Faced with the refusal of his entourage, including the Secret Service citing security reasons, Donald Trump would have become physically violent, “leaning forward of the vehicle to grab the steering wheel”. Robert Engel, the head of the Secret Service unit responsible for presidential security, allegedly tried to grab his arm to stop him and reason with him. “Mr. Trump used his free hand to lunge at Bobby Engel,” continued Cassidy Hutchinson, who takes this account from White House deputy chief of operations Tony Ornato, who was in the car and told him shortly after, visibly shocked by the scene. An anger of Donald Trump which she had already witnessed herself a month before, in the dining room of the White House: “There was ketchup on the wall and broken porcelain on the floor”, a-t she called back. The origin of the presidential wrath, which ended with “his lunch thrown against the wall”: the interview with Bill Barr, his Minister of Justice, who had assured the Associated Press agency that neither the FBI nor the prosecutors he oversaw had found any massive voter fraud that could have affected the outcome of the presidential election. The man was fired two weeks later.

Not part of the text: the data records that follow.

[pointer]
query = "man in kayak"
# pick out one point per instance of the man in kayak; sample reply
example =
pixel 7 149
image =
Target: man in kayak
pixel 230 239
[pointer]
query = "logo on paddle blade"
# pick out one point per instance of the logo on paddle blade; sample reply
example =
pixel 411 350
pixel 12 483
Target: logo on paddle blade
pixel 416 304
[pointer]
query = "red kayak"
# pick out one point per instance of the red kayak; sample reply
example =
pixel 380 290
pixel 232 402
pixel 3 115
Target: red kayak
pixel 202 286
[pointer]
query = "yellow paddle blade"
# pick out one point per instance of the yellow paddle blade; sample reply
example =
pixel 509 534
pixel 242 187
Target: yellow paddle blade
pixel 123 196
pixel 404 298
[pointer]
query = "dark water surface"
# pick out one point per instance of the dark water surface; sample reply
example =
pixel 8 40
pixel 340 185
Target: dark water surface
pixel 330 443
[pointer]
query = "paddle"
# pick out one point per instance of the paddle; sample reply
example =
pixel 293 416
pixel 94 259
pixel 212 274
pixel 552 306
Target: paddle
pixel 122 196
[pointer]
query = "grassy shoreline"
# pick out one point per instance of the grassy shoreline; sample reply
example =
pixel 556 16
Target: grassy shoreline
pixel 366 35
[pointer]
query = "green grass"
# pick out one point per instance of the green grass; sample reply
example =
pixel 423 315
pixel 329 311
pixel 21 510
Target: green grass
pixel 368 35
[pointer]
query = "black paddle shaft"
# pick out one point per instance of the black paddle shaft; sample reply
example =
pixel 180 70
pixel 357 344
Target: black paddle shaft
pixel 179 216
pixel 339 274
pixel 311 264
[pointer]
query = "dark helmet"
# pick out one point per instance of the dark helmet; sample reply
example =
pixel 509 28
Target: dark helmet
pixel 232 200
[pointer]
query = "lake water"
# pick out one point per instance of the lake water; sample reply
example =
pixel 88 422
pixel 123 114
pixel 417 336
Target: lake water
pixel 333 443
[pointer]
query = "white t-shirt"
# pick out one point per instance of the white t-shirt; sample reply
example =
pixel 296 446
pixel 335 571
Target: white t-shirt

Bobby Engel of the Secret Service and Donald Trump in September 2020.

Bobby Engel of the Secret Service and Donald Trump in September 2020.

© Tom Brenner / Reuters

The manifest violence of the rioters did not seem to alert Donald Trump, whose slowness to react to the invasion of the Capitol was strongly criticized. According to Cassidy Hutchinson, she had launched the alert, in particular with threats to Mike Pence, evacuated in emergency and who found himself ten meters from certain rioters for a few seconds. “You heard it Pat, would have answered Mark Meadows, taking to witness the legal adviser of the White House Pat Cipollone. He thinks Mike deserves it. He thinks they’re doing nothing wrong.”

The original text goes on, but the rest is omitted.